While I don’t use this process for every story I write, I make a conscious effort to mine and mentally file disparate images from life and elsewhere (dreams, overheard conversations, SkyMall catalogues, people-watching, and a thousand other sources). Some writers keep a notebook for these snatches of observation and inspiration, but I generally depend on my subconscious to do the weaving for me. I like to imagine all that detritus floating around in there, pieces breaking off, new associations forming, all in the service of mulching up ground fertile for fiction.
Another story, Fort Lauderdale Is for Lovers, might have sprung from a vacation to Florida taken in my last year of college, but it draws on the bike I once rented on a day trip to Nantucket, and cherry-picks the four years I spent entrenched in my high school drama club—plus touches on the time my seventy-year-old grandmother went parasailing to celebrate having beaten ovarian cancer when her doctors had given her six months to live. It’s either a story flecked with truth or else the truth diluted by story, but either way it’s a cocktail I couldn’t have planned out ahead of time, a story that required a period of fermentation for the parts to harmoniously combine.
For years after I’d decided to call myself a writer, every time something happened to me, usually something bad but sometimes good things as well, my mother would say, “It’s fodder for your writing.” I’ve come to see the world in those terms now, for better or worse, which for me means that nothing is lost. All experience, big and small, has the potential to be translated, remixed, and reborn into fiction. Some experiences, of course, need more time to “cool off,” to become less personal, less painful, before they can be dissected and redistributed, but nothing is off-limits with the right intentions, in the right container, as long as the story sticks to worlds and characters and communities the writer has natural access to, and never crudely appropriates the often fascinating and hard-won stories of others.

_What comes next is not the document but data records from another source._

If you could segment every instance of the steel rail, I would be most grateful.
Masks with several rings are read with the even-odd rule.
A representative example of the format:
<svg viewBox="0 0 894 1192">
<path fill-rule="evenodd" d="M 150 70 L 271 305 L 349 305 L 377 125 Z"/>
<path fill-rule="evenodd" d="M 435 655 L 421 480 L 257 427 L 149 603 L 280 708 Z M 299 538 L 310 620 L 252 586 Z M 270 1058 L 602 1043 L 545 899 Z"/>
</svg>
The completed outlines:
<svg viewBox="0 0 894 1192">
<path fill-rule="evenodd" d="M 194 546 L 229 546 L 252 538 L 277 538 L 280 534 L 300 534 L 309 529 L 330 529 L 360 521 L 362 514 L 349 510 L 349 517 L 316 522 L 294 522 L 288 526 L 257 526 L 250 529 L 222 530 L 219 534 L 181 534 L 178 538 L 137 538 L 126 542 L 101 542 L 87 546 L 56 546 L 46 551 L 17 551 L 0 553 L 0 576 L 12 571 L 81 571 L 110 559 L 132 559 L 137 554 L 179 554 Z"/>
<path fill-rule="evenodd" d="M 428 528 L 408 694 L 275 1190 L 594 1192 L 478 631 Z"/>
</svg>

My advice to any writer would be to act like the packrat, which uses twigs and leaves and other items found in nature to build its nest, but is also attracted to shiny things, electrical wires, frayed bits of string, leftovers of all types. Our trash is their treasure (think Templeton in Charlotte’s Web or Ariel in Disney’s The Little Mermaid). Ordinary-seeming items or memories can spark the most surprising and moving stories, so collect all you can, bury them deep, and then, as squirrels often do with the prized nuts they forage, forget all about them. In time, the story-worthy will bloom.